Pythagora

World's First All-In-One AI Development Platform

Pythagora Technologies Closed source Since

Pythagora is an AI development platform that lives inside VS Code and Cursor, powered by 14 specialized agents handling the full lifecycle of building web applications — from planning and architecture to coding, testing, debugging, and one-click deployment.

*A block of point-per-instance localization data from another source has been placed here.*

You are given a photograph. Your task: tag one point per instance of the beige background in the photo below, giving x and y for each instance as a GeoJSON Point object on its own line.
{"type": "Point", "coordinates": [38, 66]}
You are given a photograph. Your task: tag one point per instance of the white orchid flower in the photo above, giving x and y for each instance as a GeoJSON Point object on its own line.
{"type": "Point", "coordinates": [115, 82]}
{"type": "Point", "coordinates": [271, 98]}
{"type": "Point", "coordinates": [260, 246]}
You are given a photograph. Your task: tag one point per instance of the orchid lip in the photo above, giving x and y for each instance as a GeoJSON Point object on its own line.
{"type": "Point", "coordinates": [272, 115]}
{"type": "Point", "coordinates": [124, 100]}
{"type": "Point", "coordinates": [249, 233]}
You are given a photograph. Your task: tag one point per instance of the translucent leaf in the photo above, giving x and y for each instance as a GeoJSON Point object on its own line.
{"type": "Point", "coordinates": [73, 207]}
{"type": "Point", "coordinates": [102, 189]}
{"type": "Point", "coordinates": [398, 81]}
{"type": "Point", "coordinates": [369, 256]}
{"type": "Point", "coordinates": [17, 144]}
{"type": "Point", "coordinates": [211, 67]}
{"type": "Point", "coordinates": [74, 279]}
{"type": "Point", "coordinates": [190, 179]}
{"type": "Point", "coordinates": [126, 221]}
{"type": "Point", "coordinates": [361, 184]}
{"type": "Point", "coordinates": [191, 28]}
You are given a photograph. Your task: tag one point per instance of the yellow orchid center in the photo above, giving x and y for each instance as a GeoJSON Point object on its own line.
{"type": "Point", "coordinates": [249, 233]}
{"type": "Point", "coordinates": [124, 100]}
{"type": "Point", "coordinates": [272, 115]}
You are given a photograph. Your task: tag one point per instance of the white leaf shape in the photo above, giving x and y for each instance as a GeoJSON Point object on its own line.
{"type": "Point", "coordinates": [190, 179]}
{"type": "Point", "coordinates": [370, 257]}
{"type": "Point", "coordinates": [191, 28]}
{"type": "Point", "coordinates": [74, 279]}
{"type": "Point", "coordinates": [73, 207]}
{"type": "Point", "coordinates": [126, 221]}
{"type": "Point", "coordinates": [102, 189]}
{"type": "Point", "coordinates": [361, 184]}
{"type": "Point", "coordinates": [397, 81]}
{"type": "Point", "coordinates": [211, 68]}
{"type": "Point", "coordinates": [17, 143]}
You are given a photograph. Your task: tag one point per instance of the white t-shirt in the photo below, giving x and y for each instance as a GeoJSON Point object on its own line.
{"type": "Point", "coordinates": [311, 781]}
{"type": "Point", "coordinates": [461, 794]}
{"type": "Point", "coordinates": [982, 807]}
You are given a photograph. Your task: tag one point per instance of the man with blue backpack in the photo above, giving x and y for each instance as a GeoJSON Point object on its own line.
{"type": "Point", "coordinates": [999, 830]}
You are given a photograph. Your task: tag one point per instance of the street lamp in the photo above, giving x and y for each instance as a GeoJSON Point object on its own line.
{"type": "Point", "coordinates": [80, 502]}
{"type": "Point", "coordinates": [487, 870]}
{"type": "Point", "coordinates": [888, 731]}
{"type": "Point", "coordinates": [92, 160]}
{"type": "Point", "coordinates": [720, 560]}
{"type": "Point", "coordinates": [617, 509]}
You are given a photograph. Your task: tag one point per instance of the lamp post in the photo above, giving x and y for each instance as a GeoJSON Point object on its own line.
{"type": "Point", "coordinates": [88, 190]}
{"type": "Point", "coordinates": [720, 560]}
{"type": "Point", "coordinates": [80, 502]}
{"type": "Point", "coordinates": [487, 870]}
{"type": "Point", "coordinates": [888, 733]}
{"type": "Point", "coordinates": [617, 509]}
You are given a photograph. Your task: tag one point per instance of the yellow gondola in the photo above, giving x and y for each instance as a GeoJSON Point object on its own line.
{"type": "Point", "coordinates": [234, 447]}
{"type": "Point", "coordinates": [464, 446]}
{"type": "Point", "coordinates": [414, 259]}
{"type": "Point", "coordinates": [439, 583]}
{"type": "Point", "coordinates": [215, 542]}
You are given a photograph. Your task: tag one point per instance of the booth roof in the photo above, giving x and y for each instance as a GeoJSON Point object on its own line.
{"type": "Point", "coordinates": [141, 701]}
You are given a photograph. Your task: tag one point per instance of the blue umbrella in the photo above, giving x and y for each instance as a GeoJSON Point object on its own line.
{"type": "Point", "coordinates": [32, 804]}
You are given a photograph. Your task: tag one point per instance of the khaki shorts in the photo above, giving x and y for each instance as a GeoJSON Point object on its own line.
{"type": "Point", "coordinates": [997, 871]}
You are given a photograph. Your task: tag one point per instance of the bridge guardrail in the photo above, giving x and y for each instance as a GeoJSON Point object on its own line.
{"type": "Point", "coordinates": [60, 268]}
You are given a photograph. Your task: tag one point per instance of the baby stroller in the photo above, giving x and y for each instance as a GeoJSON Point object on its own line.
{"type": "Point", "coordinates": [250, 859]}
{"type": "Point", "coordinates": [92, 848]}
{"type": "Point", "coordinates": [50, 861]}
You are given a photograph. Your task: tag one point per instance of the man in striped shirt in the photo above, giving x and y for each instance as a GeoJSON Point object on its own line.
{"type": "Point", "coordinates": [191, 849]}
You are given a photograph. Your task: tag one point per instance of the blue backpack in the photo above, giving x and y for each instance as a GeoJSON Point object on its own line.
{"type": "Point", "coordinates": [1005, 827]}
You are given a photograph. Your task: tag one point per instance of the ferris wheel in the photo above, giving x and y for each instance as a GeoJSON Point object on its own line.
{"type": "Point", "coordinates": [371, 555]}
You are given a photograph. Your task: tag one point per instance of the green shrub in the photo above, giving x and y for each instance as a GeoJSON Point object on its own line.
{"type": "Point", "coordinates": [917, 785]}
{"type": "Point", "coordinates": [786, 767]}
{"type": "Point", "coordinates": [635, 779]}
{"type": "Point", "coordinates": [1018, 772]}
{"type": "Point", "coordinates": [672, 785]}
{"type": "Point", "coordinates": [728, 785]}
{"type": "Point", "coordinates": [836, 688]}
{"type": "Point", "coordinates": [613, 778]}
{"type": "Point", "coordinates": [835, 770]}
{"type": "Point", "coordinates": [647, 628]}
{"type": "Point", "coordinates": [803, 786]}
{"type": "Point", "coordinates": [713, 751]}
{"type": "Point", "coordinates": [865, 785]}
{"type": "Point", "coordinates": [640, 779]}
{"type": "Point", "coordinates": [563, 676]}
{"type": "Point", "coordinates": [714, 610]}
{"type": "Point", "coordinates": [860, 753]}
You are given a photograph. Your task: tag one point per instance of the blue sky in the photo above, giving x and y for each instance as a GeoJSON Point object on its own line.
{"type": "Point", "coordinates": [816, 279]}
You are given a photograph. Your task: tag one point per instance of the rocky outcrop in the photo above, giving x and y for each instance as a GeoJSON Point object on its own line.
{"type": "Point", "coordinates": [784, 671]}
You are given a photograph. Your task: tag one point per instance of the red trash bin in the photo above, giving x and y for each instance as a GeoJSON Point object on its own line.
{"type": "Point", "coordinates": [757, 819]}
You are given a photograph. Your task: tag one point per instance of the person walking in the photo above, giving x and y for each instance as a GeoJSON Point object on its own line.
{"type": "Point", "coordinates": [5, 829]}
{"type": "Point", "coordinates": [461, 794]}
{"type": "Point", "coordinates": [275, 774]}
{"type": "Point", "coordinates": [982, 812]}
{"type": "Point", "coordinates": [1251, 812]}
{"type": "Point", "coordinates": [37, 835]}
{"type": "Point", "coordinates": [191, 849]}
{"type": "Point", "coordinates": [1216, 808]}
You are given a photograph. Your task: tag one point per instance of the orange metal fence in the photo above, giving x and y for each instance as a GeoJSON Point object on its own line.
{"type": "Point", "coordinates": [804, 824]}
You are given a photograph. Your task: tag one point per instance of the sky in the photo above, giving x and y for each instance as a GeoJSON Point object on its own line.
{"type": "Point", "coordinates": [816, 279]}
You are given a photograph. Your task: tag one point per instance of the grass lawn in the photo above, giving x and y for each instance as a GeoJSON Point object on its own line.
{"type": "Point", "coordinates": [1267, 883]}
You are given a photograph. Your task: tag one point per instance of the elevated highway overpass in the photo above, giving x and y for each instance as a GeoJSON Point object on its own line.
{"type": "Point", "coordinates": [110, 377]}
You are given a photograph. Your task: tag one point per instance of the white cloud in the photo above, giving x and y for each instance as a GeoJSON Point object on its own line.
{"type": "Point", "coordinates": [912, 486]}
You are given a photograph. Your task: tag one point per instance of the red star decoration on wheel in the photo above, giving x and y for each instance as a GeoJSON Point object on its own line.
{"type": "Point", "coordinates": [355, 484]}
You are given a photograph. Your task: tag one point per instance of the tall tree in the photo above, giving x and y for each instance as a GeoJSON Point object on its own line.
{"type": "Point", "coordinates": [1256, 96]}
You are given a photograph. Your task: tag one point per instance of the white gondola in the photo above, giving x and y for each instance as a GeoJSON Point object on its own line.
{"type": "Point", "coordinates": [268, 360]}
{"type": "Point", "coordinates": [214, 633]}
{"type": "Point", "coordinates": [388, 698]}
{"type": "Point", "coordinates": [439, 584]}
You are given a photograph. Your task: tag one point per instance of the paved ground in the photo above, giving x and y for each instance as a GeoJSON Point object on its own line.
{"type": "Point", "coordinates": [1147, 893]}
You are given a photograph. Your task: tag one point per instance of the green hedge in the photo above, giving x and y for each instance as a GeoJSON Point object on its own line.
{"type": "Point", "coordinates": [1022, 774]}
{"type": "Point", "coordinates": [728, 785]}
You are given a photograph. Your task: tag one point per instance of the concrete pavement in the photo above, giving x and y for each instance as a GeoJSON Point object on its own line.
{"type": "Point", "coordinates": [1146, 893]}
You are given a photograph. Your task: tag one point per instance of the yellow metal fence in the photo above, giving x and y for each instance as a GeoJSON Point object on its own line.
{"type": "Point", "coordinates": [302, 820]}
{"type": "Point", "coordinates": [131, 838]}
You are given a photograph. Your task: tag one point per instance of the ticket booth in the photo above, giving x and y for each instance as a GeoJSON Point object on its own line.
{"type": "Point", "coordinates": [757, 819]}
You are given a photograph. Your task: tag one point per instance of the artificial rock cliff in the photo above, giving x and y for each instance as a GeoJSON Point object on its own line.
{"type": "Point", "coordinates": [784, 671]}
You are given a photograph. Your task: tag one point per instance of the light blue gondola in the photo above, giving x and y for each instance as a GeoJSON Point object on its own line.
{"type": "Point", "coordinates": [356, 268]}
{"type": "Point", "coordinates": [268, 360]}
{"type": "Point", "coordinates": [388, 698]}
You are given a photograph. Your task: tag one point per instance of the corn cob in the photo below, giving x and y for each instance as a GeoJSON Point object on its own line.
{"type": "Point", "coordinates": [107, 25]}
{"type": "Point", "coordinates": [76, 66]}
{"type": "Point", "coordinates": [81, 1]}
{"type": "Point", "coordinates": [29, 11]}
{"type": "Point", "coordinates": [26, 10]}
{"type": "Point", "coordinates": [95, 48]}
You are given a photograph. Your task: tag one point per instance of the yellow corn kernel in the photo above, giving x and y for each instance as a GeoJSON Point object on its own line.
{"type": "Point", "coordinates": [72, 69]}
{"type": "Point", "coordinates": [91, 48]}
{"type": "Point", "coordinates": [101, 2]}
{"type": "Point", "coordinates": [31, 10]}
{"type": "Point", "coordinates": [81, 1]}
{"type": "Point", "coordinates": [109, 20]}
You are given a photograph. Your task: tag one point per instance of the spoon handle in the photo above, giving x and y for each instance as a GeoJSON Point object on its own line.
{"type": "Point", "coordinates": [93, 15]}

Backed by Y Combinator with 80,000+ users, it transforms natural language descriptions into production-ready full-stack apps with React frontends, Node.js backends, and database integrations.

+ Pros

  • All-in-one platform from prompt to production — no need to stitch together separate tools for coding, debugging, and deployment
  • 14 specialized agents work autonomously, each handling a distinct role (architect, developer, reviewer, debugger, etc.) for comprehensive coverage
  • YC-backed with strong community validation — 80,000+ users and growing adoption among teams building internal tools
  • Real debugging and error recovery that goes beyond code generation: breakpoints, step-through execution, and automatic fix suggestions
  • One-click deployment to AWS with production monitoring built in
  • Can connect to existing databases (MongoDB, PostgreSQL, MySQL) and third-party services like Slack, Notion, and Airtable

Cons

  • Only supports React/Node.js stack; Python and other language support is still in development
  • Startup pricing at $180/mo is steep for individual developers or hobbyists
  • GPT Pilot open source repository is no longer maintained, which may concern developers invested in the open source version
  • Limited to web application development — not suitable for mobile apps, desktop software, or embedded systems
  • Token-based pricing in the Starter tier (600k tokens) can be restrictive for larger projects

Pricing

Starter

Free

600k tokens, use your own API keys, frontend-only apps, watermark on deployed apps

Startup

$180/mo

40M tokens, full-stack apps, database setup, no watermarks, 1 deployment

Growth

$180/mo (billed yearly)

Per 40M tokens, 20M tokens included, everything in Startup, 1 internal user

Business

Custom

Unlimited deployments, SSO, SLA, access control, audit logging

Introduction

Most AI coding tools today operate as glorified autocomplete — they suggest the next line, maybe generate a function, but leave you to stitch everything together. Pythagora takes a different approach. Instead of a copilot that watches over your shoulder, it gives you an entire engineering team inside your editor.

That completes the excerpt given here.